Urgent: Site down after upgrade to 1.6.4 due to Cloudflare template

Just ran into a bit of a problem.

I did routine updates to my site Tappara.co:

  • 1.6.2 -> 1.6.4 via git pull and ./launcher rebuild app
    • It went cleanly.
  • Installed a few updates available to Ubuntu 16.04 server
  • Rebooted

Now the site refuses to come back online. Now this stuff goes beyond my linux sysadmin skillz.

From what I can see, Docker is running and so does the app. I see relevant processes (ruby etc) starting, but basically idling. The site is reporting a 521 error. Tried re-rebuild a couple of times, but no luck. The installation is originally made with Discourse 1.5b in December, but switched to stable branch when it was released in April.

I would guess that http requests are not correctly routed, but I have not touched any settings or parameters of that field. This is basically a default installation. I do not have Let’s Encrypt or other certificate enabled.

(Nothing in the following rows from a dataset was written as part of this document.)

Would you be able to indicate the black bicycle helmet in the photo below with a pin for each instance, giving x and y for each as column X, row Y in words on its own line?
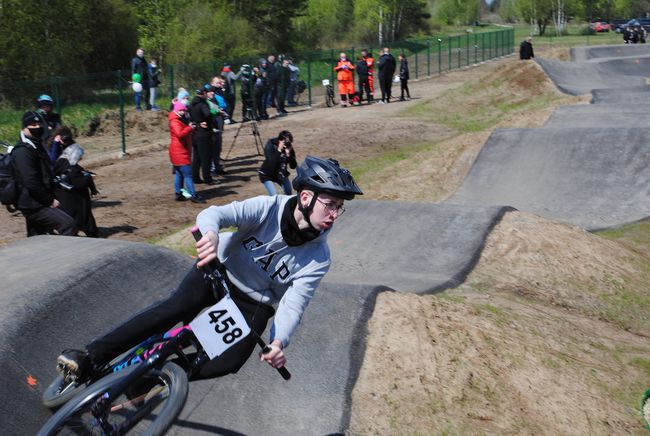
column 325, row 176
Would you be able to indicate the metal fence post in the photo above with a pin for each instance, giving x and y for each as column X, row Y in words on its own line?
column 121, row 92
column 416, row 65
column 309, row 82
column 428, row 58
column 439, row 56
column 449, row 63
column 482, row 47
column 170, row 74
column 332, row 65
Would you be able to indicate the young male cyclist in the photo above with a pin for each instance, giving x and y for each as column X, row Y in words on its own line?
column 276, row 257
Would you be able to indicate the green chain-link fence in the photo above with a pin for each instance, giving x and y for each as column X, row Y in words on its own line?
column 108, row 100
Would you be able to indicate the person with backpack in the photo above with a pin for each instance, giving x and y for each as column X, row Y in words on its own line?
column 386, row 67
column 279, row 156
column 404, row 76
column 35, row 181
column 364, row 79
column 74, row 189
column 50, row 119
column 274, row 261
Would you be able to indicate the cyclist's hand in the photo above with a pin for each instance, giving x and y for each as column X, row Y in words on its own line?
column 275, row 357
column 206, row 248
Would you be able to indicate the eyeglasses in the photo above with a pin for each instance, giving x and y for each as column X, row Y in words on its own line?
column 332, row 207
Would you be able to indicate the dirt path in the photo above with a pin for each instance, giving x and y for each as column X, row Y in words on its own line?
column 137, row 201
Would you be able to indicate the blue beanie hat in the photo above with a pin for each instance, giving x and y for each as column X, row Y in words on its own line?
column 182, row 93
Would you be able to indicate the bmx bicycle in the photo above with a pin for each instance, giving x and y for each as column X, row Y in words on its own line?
column 329, row 93
column 143, row 390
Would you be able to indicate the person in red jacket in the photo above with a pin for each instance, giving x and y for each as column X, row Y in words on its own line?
column 180, row 152
column 345, row 76
column 370, row 62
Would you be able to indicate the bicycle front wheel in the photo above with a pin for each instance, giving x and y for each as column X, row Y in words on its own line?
column 149, row 406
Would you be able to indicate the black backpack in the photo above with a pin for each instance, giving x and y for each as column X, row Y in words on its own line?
column 8, row 184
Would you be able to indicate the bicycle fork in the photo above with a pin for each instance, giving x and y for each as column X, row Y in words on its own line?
column 101, row 408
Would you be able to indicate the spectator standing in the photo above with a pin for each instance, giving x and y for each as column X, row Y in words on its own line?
column 180, row 152
column 345, row 77
column 386, row 70
column 526, row 49
column 36, row 200
column 50, row 119
column 153, row 73
column 271, row 81
column 284, row 74
column 279, row 155
column 139, row 66
column 364, row 84
column 230, row 80
column 219, row 119
column 75, row 189
column 260, row 89
column 202, row 137
column 247, row 80
column 370, row 62
column 404, row 76
column 294, row 76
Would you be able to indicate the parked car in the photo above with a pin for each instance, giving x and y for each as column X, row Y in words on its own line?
column 617, row 25
column 599, row 26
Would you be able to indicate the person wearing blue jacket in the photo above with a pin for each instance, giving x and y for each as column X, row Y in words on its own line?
column 274, row 260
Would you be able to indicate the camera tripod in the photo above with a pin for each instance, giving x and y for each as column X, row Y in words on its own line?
column 254, row 131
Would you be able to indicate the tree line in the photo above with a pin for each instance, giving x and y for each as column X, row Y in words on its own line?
column 44, row 38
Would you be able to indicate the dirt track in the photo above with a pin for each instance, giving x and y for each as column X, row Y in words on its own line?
column 137, row 201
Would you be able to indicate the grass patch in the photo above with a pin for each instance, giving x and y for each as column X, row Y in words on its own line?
column 489, row 100
column 636, row 235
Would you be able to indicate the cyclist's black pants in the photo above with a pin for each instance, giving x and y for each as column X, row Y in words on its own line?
column 192, row 296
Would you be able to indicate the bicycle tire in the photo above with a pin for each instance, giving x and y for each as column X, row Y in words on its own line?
column 58, row 392
column 169, row 382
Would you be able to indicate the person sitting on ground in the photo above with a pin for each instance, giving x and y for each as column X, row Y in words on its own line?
column 345, row 76
column 526, row 49
column 51, row 119
column 180, row 153
column 295, row 226
column 74, row 189
column 35, row 179
column 278, row 155
column 59, row 140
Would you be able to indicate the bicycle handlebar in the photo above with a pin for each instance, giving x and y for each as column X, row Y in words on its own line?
column 216, row 265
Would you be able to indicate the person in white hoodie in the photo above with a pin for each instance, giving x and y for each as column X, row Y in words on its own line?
column 276, row 257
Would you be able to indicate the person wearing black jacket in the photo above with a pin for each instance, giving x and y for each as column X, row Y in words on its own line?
column 36, row 200
column 404, row 76
column 278, row 156
column 272, row 81
column 387, row 66
column 75, row 188
column 526, row 49
column 364, row 82
column 139, row 66
column 202, row 137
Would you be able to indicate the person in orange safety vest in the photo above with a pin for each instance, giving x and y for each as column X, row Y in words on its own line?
column 345, row 76
column 370, row 61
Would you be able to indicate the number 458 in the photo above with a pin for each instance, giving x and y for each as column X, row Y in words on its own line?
column 222, row 326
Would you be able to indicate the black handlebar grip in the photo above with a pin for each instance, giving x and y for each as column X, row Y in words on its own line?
column 284, row 372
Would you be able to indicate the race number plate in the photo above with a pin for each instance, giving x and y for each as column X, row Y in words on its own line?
column 220, row 327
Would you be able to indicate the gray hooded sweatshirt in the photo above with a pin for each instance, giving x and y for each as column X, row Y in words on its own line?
column 261, row 264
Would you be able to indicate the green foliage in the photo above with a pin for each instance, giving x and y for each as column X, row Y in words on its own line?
column 385, row 21
column 47, row 37
column 458, row 12
column 324, row 23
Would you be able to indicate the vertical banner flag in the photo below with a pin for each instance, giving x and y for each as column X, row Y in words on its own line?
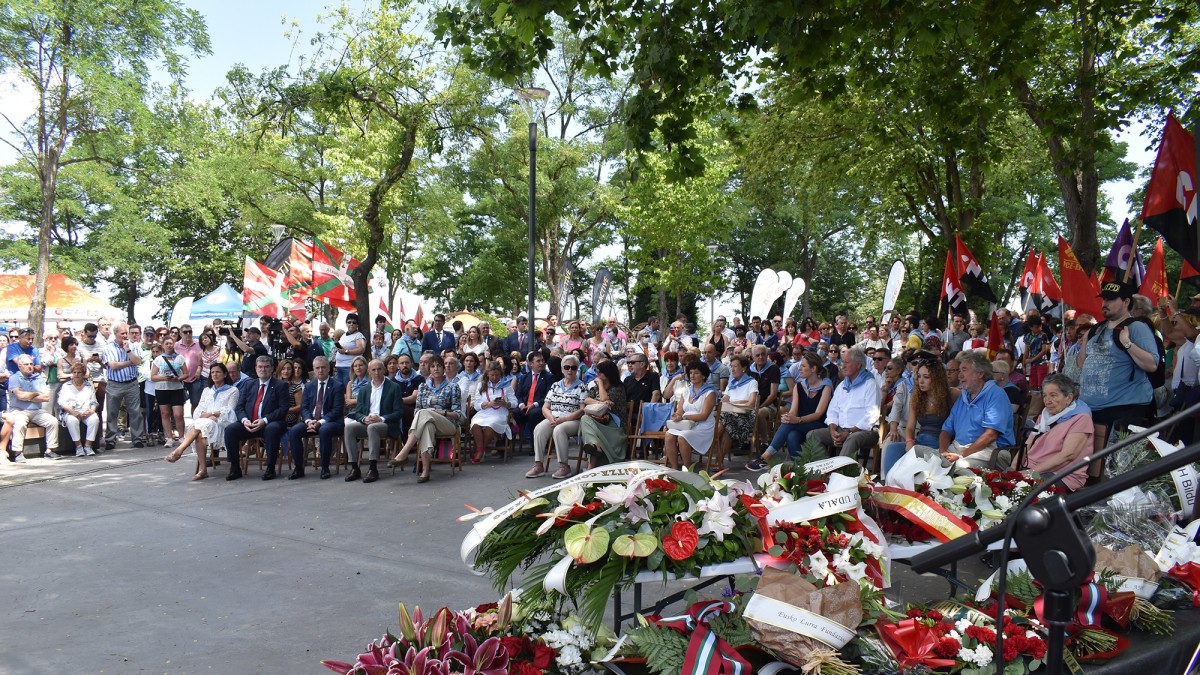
column 995, row 336
column 1079, row 288
column 951, row 290
column 262, row 292
column 1043, row 290
column 565, row 276
column 763, row 287
column 599, row 293
column 892, row 292
column 1031, row 268
column 1155, row 285
column 1170, row 204
column 793, row 293
column 1122, row 255
column 331, row 281
column 973, row 280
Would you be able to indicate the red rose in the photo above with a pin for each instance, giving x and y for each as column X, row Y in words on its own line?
column 682, row 542
column 544, row 656
column 515, row 646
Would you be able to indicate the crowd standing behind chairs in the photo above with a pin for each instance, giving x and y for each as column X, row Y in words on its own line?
column 654, row 389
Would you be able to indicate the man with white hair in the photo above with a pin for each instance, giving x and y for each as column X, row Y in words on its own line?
column 27, row 393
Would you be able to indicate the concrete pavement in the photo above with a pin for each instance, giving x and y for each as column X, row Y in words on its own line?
column 121, row 563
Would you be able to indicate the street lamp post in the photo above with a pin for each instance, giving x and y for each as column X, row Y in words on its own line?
column 533, row 101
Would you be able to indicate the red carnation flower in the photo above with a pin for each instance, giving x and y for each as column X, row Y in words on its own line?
column 682, row 542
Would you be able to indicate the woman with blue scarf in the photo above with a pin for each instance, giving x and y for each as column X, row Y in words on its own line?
column 1063, row 431
column 209, row 419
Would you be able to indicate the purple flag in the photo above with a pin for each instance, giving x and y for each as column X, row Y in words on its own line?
column 1119, row 258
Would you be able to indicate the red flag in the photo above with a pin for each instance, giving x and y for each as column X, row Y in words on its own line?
column 1170, row 204
column 971, row 274
column 331, row 281
column 1047, row 284
column 995, row 336
column 951, row 290
column 299, row 282
column 1031, row 268
column 1079, row 288
column 263, row 291
column 1155, row 285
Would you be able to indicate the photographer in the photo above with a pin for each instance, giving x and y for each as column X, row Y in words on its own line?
column 252, row 346
column 299, row 346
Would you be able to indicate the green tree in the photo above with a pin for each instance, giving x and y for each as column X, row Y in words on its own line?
column 88, row 65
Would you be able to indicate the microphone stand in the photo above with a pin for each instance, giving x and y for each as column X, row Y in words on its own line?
column 1059, row 555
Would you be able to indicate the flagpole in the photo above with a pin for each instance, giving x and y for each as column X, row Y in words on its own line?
column 1133, row 251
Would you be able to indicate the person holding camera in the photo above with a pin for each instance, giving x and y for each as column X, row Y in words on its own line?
column 352, row 344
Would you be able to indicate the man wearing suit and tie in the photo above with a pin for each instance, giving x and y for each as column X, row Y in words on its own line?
column 321, row 414
column 261, row 412
column 520, row 341
column 437, row 339
column 377, row 416
column 532, row 388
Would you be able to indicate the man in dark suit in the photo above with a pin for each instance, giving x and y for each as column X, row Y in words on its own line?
column 437, row 339
column 377, row 414
column 532, row 389
column 522, row 341
column 261, row 412
column 323, row 420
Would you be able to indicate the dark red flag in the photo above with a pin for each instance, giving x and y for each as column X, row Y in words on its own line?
column 1170, row 204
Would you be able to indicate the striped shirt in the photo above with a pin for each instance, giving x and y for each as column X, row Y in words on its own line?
column 114, row 353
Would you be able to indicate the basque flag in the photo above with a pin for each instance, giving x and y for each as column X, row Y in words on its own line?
column 1170, row 204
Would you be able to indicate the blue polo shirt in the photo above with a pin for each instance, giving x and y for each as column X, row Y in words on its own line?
column 971, row 417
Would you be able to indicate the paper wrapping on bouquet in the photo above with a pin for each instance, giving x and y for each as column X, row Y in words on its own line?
column 707, row 653
column 607, row 473
column 922, row 512
column 792, row 617
column 912, row 644
column 1183, row 477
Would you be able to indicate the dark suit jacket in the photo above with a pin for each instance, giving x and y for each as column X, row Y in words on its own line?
column 545, row 378
column 391, row 406
column 331, row 408
column 276, row 400
column 438, row 342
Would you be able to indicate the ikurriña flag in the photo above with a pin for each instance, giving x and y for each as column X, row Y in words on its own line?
column 975, row 281
column 263, row 291
column 1079, row 288
column 1170, row 204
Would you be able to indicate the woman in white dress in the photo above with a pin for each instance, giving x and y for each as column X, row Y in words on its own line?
column 491, row 402
column 693, row 423
column 209, row 419
column 77, row 408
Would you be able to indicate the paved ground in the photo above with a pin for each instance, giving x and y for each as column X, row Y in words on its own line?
column 123, row 565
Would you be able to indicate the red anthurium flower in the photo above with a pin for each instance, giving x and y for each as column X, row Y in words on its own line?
column 682, row 542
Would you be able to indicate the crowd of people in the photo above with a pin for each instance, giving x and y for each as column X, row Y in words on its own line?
column 877, row 390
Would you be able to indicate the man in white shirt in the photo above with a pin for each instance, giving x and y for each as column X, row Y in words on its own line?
column 853, row 411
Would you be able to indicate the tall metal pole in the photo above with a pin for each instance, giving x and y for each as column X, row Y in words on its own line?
column 533, row 233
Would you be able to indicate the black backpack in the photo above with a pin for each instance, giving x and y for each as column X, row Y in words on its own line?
column 1158, row 376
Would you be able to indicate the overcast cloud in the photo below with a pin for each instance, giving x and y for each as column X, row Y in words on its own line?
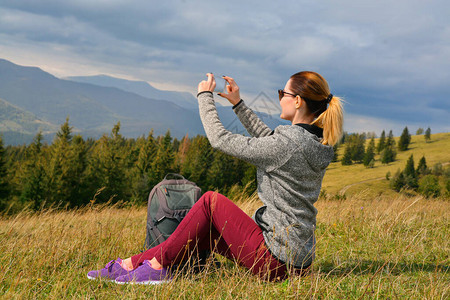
column 389, row 59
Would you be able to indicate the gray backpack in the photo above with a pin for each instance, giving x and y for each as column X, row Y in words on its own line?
column 168, row 203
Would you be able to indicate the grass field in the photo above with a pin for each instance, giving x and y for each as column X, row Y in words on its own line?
column 372, row 244
column 369, row 183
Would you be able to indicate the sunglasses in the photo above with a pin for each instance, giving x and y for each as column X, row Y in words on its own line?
column 282, row 92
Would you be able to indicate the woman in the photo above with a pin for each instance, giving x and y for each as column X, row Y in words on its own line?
column 291, row 162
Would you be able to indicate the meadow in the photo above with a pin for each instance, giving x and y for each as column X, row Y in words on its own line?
column 371, row 244
column 370, row 183
column 372, row 249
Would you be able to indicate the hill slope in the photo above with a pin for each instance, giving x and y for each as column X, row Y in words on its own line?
column 356, row 178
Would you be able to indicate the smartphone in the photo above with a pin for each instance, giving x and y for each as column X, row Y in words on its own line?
column 220, row 85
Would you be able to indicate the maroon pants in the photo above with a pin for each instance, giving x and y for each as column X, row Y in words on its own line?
column 215, row 223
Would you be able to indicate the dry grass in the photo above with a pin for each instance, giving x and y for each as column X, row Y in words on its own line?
column 381, row 248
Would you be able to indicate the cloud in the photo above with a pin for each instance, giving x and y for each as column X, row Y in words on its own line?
column 391, row 60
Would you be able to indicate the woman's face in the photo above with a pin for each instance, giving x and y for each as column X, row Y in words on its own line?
column 288, row 103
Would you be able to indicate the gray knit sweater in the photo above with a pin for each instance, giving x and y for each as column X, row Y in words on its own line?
column 290, row 163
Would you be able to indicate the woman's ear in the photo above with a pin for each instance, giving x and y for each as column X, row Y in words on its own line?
column 298, row 101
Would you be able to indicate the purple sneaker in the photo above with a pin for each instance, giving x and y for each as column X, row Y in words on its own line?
column 145, row 274
column 111, row 271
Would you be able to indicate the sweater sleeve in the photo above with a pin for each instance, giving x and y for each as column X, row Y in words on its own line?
column 268, row 152
column 254, row 125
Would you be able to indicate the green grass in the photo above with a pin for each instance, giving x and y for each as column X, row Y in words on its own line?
column 372, row 244
column 338, row 178
column 382, row 248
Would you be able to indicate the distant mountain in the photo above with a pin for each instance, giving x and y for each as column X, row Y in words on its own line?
column 34, row 100
column 142, row 88
column 93, row 110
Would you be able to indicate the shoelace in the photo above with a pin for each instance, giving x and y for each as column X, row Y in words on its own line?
column 110, row 265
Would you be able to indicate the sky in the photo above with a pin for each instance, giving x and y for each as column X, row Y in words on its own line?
column 389, row 60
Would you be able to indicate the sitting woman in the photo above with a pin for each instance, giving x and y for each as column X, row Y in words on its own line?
column 291, row 162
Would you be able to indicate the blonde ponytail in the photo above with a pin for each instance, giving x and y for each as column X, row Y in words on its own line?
column 314, row 89
column 331, row 120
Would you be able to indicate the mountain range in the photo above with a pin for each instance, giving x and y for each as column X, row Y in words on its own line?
column 32, row 100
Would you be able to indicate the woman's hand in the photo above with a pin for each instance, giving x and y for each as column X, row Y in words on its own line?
column 207, row 85
column 232, row 88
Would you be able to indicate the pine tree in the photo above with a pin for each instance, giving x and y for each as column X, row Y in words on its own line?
column 59, row 171
column 335, row 152
column 34, row 175
column 381, row 142
column 221, row 173
column 198, row 160
column 410, row 174
column 107, row 168
column 428, row 134
column 78, row 161
column 370, row 153
column 4, row 184
column 163, row 162
column 404, row 141
column 143, row 177
column 358, row 149
column 390, row 141
column 422, row 168
column 398, row 181
column 388, row 154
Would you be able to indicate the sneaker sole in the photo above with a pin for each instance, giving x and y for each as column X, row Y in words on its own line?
column 150, row 282
column 95, row 278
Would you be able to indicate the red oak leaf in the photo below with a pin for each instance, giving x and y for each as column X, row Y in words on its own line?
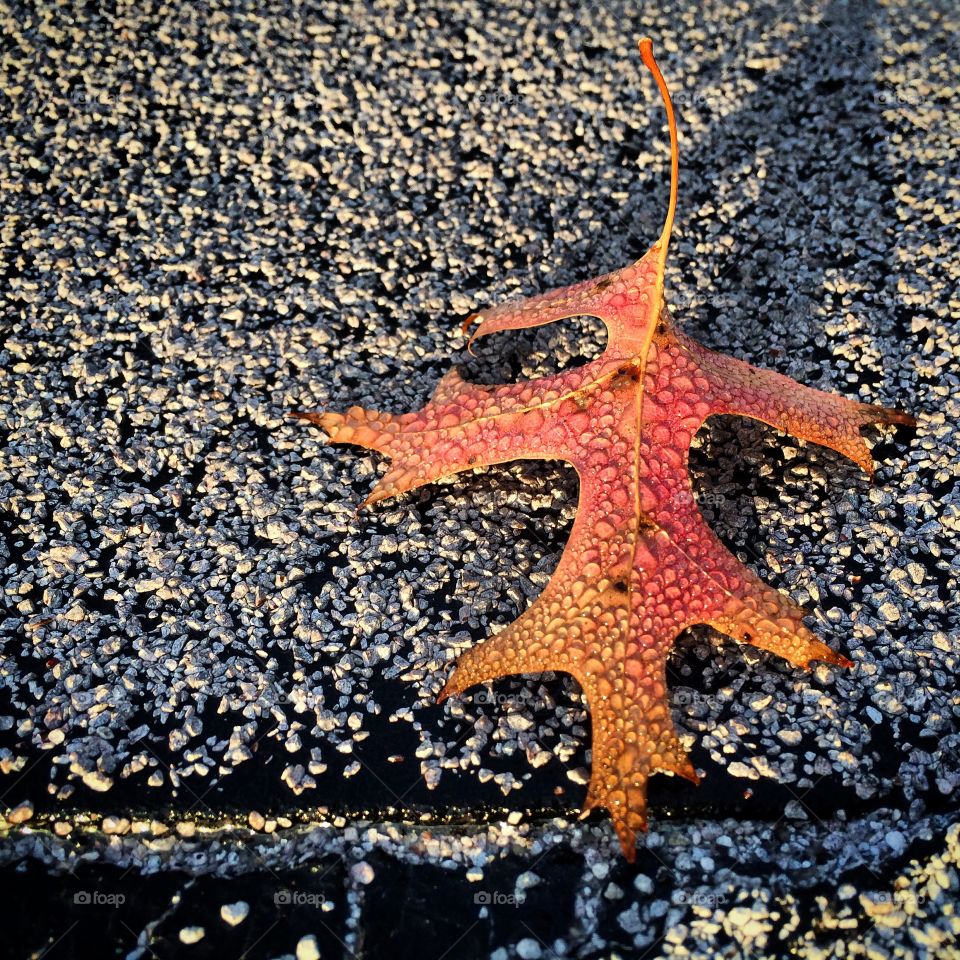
column 641, row 564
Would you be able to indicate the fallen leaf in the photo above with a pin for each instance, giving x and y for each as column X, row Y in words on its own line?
column 641, row 564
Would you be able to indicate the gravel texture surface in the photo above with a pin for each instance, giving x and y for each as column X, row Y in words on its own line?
column 217, row 725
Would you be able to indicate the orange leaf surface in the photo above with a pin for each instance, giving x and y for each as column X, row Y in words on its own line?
column 641, row 564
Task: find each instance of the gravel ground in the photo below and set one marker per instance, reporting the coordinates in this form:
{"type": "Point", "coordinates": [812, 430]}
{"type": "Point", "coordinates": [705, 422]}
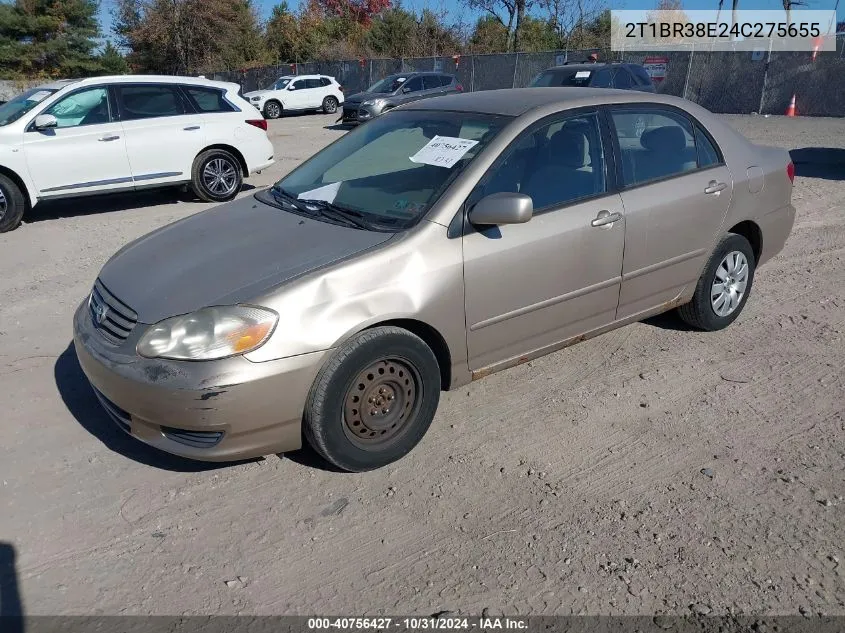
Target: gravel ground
{"type": "Point", "coordinates": [651, 470]}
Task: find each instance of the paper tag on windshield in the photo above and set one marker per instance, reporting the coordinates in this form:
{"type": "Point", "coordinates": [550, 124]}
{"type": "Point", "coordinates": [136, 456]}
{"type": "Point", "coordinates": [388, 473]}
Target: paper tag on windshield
{"type": "Point", "coordinates": [39, 96]}
{"type": "Point", "coordinates": [443, 151]}
{"type": "Point", "coordinates": [326, 193]}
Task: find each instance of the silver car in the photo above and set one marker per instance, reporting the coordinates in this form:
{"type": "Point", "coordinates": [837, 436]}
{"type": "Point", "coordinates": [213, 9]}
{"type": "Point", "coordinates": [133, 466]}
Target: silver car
{"type": "Point", "coordinates": [447, 240]}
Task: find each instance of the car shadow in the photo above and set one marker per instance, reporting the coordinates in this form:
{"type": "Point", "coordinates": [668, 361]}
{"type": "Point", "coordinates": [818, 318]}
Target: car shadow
{"type": "Point", "coordinates": [79, 398]}
{"type": "Point", "coordinates": [669, 321]}
{"type": "Point", "coordinates": [109, 203]}
{"type": "Point", "coordinates": [11, 605]}
{"type": "Point", "coordinates": [819, 162]}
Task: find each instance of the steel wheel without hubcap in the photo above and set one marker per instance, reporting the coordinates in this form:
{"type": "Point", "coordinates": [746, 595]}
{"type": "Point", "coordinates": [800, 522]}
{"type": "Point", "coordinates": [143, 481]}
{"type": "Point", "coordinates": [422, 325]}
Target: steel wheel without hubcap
{"type": "Point", "coordinates": [729, 283]}
{"type": "Point", "coordinates": [380, 402]}
{"type": "Point", "coordinates": [220, 176]}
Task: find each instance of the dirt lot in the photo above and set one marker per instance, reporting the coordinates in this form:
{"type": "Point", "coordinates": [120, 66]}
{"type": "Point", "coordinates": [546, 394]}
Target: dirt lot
{"type": "Point", "coordinates": [651, 470]}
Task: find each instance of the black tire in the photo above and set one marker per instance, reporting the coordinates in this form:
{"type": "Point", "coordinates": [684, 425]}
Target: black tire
{"type": "Point", "coordinates": [273, 109]}
{"type": "Point", "coordinates": [12, 204]}
{"type": "Point", "coordinates": [330, 105]}
{"type": "Point", "coordinates": [358, 441]}
{"type": "Point", "coordinates": [213, 161]}
{"type": "Point", "coordinates": [700, 311]}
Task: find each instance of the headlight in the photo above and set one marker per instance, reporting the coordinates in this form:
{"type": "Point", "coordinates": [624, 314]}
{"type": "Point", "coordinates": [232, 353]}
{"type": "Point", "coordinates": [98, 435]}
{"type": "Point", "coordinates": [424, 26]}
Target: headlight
{"type": "Point", "coordinates": [209, 334]}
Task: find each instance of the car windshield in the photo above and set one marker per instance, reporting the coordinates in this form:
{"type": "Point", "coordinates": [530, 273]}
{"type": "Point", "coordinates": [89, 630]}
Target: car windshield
{"type": "Point", "coordinates": [563, 77]}
{"type": "Point", "coordinates": [280, 84]}
{"type": "Point", "coordinates": [23, 103]}
{"type": "Point", "coordinates": [390, 171]}
{"type": "Point", "coordinates": [388, 85]}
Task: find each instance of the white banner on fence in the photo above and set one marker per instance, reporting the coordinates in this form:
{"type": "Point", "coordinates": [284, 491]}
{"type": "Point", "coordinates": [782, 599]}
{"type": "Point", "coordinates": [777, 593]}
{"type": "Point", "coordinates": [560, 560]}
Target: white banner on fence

  • Anyone seen similar recently?
  • Newbie friendly tips on how to start diagnosing and fixing?

There seems to be a flood of errors in nginx/error.log

2016/09/28 12:32:09 [emerg] 977#977: invalid number of arguments in "set_real_ip_from" directi$
1 Like

That’s odd. You might try rebuilding again.

Did that a number of times already.

what is your container config?

What do you mean? It’s a standard Discourse setup, according to your install guide. To the letter.

@sam

/# nginx -t
nginx: [emerg] invalid number of arguments in "set_real_ip_from" directive in /etc/nginx/conf.d/discourse.conf:56
nginx: configuration file /etc/nginx/nginx.conf test failed

Do you have a nginx running outside the container?

2 Likes

No apparently not. (And some filler here, thanks to minimum post length)

Since our nginx version is HARD pinned, I don’t know how would you get a broken version :thinking:

On your app.yml you are listening which posts?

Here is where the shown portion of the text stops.